Le géant français des cosmétiques L’Oréal a détrôné le géant français du luxe LVMH, devenant la première capitalisation boursière de la place parisienne à la clôture du CAC 40 mardi, signe d’un ralentissement du secteur du luxe.
Le titre du numéro un mondial du luxe, dirigé par le milliardaire Bernard Arnault, a cédé 2,64% mardi, ramenant sa valorisation à environ 201 milliards d’euros, et la plaçant en dessous de celle de L’Oréal, à plus de 203 milliards d’euros, selon les calculs de l’AFP à la clôture des marchés européens.
En avril 2025, LVMH s’était déjà fait brièvement ravir la première place de la Bourse de Paris par le groupe Hermès.
Ce mouvement signe aussi la sortie de LVMH du top 10 européen, derrière les mastodontes des semi-conducteurs ASML ou Arm Holdings, le champion des logiciels SAP, ou les géants pharmaceutiques Roche, Novartis et AstraZeneca.
Ce n’est pas «l’histoire de L’Oréal qui rattrape LVMH mais plutôt LVMH qui se rapproche de L’Oréal par le bas», souligne Andrea Tueni, de Saxo Banque, interrogé par l’AFP.
Le titre L’Oréal s’est octroyé près de 4% depuis le début de l’année, quand celui du groupe LVMH a dégringolé de près de 37%.
Sur un an, L’Oréal «fait beaucoup mieux que LVMH, Hermès ou Kering qui ont tous fait moins bien que le CAC et perdu environ 180 milliards d’euros de capitalisation boursière en 2026, dont environ 100 milliards pour LVMH seul», selon M. Tueni.
Selon le cabinet de conseil Bain & Company, le marché du luxe a perdu 20 millions de clients entre 2024 et 2025, après avoir déjà laissé sur le bord de la route 50 millions d’entre eux les années précédentes.
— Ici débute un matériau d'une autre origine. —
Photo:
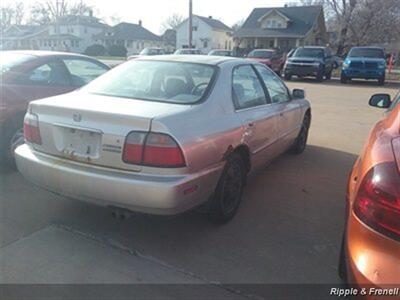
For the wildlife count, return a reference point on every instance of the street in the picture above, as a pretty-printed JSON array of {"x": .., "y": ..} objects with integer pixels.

En cause selon les spécialistes, les fortes hausses de prix pratiquées notamment.
Crise au Moyen-Orient
Le modèle économique des deux géants est très différent. «LVMH représente un segment du luxe qui est supérieur à celui de L’Oréal», rappelle Alexandre Baradez, responsable de l’analyse marché chez IG France. Le groupe détient les maisons de mode Louis Vuitton, Dior, Céline, la maison de champagne Moët & Chandon ou encore la marque de cognac Hennessy ou le joailler Tiffany.
Mais LVMH a souffert, à l’instar de ses concurrents, de la baisse de la demande en Chine, marché clef qui a longtemps porté les ventes des grands groupes du secteur. «La demande domestique reste assez molle», note Alexandre Baradez, sur fond de ralentissement économique.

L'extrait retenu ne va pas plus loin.